The Dangote Petroleum Refinery is capitalizing on the availability of cheaper oil imports from the United States.

Recent reports indicate that the refinery with a capacity of 650,000 barrels per day has begun leveraging US-grade oil to power its operations in Nigeria.

According to insights from industry analysts, the refinery has commenced shipping various products, including jet fuel, gasoil, and naphtha, as it gradually ramps up its production capacity.

The utilization of US oil imports, particularly the WTI Midland grade, has provided Dangote Refinery with a cost-effective solution for its feedstock requirements.

Experts anticipate that the refinery’s gasoline-focused units, expected to come online in the summer months will further bolster its influence in the Atlantic Basin gasoline markets.

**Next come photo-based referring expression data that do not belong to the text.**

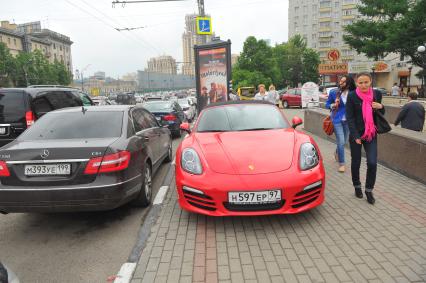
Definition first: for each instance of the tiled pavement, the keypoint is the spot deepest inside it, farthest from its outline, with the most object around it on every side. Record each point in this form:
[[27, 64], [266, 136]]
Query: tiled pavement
[[344, 240]]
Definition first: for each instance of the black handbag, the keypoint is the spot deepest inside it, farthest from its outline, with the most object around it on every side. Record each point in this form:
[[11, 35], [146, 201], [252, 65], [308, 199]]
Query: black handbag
[[382, 125]]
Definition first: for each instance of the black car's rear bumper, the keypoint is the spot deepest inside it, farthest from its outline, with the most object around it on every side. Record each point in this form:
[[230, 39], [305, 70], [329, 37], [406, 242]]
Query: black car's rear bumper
[[68, 199]]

Alan Gelder, Vice President of Refining, Chemicals, and Oil Markets at Wood Mackenzie, noted that Dangote’s entry into the gasoline market is poised to reshape the West African gasoline supply dynamics.

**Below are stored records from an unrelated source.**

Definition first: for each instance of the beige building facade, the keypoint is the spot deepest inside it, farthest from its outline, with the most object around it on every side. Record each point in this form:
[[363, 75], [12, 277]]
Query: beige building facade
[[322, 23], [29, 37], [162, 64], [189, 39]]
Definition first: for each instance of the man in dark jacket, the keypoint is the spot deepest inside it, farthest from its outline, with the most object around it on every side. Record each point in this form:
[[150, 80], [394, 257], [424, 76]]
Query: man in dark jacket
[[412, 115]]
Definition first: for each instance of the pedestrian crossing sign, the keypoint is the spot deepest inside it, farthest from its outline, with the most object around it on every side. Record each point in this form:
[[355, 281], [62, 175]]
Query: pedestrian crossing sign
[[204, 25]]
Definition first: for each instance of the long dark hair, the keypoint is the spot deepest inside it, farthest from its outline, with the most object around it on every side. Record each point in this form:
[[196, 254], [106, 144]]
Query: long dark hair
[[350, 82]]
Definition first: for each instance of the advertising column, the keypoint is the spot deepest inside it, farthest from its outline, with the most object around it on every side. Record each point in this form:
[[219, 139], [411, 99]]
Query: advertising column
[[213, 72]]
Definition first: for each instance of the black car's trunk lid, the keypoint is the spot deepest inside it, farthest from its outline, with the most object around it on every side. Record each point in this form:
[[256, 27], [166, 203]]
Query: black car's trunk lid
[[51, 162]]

Despite operating at approximately half its nameplate capacity, Dangote Refinery’s impact on regional fuel markets is already being felt. The refinery’s recent announcement of a reduction in diesel prices from N1,200/litre to N1,000/litre has generated excitement within Nigeria’s downstream oil sector.

This move is expected to positively affect various sectors of the economy and contribute to reducing the country’s high inflation rate.

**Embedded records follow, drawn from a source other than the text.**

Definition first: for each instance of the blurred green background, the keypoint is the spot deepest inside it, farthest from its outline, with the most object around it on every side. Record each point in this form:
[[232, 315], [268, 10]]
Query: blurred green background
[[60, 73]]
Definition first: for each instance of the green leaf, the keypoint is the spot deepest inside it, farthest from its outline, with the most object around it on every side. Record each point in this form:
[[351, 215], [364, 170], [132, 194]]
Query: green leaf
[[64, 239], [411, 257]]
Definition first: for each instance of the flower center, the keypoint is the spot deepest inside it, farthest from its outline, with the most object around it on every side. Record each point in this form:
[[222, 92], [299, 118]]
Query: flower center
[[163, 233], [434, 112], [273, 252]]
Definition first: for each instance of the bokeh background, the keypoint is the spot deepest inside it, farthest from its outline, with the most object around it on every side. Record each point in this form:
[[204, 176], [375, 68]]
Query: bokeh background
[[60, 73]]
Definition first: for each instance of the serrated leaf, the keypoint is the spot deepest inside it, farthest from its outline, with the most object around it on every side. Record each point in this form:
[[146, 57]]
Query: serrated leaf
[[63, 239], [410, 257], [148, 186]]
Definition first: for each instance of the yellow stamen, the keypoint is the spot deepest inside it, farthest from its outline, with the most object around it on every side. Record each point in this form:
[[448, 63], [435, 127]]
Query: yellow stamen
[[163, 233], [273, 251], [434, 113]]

Furthermore, the refinery’s utilization of US oil imports shows its commitment to exploring cost-effective solutions while striving to meet Nigeria’s domestic fuel demand. As the refinery continues to optimize its production processes, it is poised to play a pivotal role in Nigeria’s energy landscape and contribute to the country’s quest for self-sufficiency in refined petroleum products.

Moreover, the Nigerian government’s recent directive to compel oil producers to prioritize domestic refineries for crude supply aligns with Dangote Refinery’s objectives of reducing reliance on imported refined products.

With the flexibility to purchase crude using either the local currency or the US dollar, the refinery is well-positioned to capitalize on these policy reforms and further enhance its operational efficiency.